All the data were collected twice: at baseline and at the end of the 12-week intervention.

Main outcome

Lipoprint® electrophoresis (Quantimetrix Inc., Redondo Beach, California) was used to assess the profile of lipoprotein subfractions. Fasting serum or plasma was analysed using this device to measure lipoprotein fractions and subfractions from VLDL to HDL. The procedure was started by loading and stacking gels. After the separating gel-matrix, lipoprotein particles move to different band based on their particle sizes. In this stage, HDL moves to the farthest followed by sdLDL, larger-buoyant LDL, Mid-bands (comprising primarily IDL) and VLDL. Before the test, all participants were asked to have a 12-hour fasting prior to blood sampling, as well as to avoid drinking coffee or tea at least 24 h before, keep their habitual activities, and to avoid stress. A nurse collected blood samples (10 mL) by veinous puncture. The blood samples were centrifuged, aliquoted, and stored at -80 °C until analysis. Total, HDL- and LDL-cholesterol, as well as triglycerides were assessed in the biochemistry laboratory of CHU Clermont-Ferrand, France; and the profile of lipoprotein subfractions using Lipoprint® electrophoresis were analysed in the laboratory of Occupational medicine from Université Clermont Auvergne, by a technician specialized in Lipoprint® electrophoresis.

Secondary outcomes

The measurement included in the study consisted of sociodemographic parameters (age, sex), body weight and height to calculate BMI, MVPA and sedentary behaviour, and levels of stress at work and at home, as well as sleep quality.
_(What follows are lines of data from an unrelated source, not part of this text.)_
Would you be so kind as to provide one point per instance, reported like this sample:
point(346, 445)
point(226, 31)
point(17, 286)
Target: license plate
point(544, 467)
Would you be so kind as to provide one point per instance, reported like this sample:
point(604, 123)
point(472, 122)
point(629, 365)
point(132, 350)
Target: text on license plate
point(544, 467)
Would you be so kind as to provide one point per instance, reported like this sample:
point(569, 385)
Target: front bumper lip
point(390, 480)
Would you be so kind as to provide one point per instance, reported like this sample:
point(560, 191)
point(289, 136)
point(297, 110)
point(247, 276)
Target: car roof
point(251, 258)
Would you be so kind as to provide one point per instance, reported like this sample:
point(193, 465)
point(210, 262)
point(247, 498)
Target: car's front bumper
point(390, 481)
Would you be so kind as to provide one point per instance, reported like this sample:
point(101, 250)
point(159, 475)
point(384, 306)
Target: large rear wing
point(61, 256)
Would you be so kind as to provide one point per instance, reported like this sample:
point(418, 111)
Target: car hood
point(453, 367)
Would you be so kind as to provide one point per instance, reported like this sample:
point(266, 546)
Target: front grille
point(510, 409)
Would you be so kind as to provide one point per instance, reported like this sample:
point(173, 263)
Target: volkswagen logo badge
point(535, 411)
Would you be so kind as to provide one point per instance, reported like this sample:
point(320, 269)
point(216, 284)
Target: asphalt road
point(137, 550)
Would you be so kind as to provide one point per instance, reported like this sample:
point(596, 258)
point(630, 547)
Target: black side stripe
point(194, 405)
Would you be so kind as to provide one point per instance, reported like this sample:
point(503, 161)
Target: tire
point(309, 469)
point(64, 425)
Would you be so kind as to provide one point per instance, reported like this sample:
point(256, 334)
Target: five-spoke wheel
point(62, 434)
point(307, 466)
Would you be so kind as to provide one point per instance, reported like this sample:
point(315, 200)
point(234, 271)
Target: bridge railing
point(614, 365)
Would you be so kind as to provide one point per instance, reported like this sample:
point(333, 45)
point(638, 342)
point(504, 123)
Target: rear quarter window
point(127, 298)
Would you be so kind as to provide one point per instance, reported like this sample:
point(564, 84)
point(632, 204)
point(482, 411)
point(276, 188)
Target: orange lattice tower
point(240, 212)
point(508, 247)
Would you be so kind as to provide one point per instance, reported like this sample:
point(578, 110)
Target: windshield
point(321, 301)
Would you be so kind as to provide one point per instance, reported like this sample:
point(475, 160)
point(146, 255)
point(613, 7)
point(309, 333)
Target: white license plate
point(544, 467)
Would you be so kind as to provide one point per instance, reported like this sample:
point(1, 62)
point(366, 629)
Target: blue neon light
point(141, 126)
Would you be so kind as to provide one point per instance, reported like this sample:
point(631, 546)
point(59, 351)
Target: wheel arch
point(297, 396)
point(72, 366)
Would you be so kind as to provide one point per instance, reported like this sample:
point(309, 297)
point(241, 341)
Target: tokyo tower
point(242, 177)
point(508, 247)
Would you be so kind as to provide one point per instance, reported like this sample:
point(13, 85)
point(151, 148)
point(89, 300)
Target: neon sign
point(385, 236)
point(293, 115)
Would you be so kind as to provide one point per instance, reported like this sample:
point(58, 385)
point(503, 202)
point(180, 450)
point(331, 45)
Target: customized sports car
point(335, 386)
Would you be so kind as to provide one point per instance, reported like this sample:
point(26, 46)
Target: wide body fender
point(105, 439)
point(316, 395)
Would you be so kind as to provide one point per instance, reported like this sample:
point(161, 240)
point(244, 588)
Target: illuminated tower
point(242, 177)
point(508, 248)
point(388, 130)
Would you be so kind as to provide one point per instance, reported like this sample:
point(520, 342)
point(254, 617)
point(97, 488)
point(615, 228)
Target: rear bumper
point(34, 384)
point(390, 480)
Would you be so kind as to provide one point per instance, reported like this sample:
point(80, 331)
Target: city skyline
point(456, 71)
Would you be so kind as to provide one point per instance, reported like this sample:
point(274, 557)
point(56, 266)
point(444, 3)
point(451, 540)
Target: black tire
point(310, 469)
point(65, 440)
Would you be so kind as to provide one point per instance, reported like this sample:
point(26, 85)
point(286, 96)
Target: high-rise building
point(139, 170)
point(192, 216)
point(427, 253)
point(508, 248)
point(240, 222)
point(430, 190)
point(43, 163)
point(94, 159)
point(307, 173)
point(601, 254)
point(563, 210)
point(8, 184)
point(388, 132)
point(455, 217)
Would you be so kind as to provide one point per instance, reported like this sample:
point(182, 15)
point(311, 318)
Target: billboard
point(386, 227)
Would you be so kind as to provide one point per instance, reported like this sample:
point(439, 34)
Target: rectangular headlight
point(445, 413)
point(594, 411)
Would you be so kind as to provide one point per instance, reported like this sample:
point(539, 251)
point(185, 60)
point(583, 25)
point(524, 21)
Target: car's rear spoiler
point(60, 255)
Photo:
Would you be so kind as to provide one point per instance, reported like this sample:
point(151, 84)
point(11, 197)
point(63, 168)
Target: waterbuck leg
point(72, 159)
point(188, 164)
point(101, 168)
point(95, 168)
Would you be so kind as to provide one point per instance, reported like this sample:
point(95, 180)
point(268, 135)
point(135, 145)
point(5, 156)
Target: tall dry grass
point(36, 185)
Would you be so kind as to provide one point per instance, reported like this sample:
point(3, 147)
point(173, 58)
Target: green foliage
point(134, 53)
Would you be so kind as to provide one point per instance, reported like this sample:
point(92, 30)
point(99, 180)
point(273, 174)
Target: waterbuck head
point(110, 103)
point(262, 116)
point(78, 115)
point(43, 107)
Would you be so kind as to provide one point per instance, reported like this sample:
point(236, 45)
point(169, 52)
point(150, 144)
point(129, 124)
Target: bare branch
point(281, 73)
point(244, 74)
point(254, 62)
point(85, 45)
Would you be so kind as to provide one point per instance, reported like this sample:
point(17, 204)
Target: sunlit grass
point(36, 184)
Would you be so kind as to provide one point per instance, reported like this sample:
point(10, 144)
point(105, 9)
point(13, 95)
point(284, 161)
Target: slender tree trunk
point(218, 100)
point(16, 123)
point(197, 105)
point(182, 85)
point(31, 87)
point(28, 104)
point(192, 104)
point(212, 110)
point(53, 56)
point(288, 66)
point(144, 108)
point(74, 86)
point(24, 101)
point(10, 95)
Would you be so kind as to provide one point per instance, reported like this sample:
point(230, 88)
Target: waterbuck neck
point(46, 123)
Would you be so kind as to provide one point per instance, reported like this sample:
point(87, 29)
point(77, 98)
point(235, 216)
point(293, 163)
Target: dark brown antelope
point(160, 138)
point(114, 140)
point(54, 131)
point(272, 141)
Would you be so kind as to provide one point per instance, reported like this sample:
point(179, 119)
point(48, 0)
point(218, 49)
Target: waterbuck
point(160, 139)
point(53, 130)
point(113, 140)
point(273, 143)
MVPA was assessed using ActiGraph wGT3X-BT accelerometer (Actigraph® Inc, Pensacola, FL), and sedentary behaviour was assessed using the ActiGraph conjugated with the activPAL3 inclinometer [30, 31]. Participants wore these devices during 7 consecutive days, at baseline as well as at the end of the intervention – thus including workdays and weekend. During the two periods of 7 days of measure, the ActiGraph was placed at the right hip using an elastic belt during waking hours and was removed at night, while the activPAL3 was continuously attached to the anterior midline of the right thigh using a nitrile sleeve, including at night. However, data were only analyzed when participant wore both devices. The Actigraph data were converted from frequency of 60 Hz into counts/min, using the ActiLife software (v6.13.4). MVPA was defined as > 2690 counts/min. The activPAL3 data were converted from 15-second epochs at a frequency of 20 Hz into time spent sitting/lying or standing/walking, using the activPAL software (v8.11.6.94). Sedentary behaviour was defined as time spent sitting/lying (activPAL) without being active i.e. <150 counts/min (Actigraph).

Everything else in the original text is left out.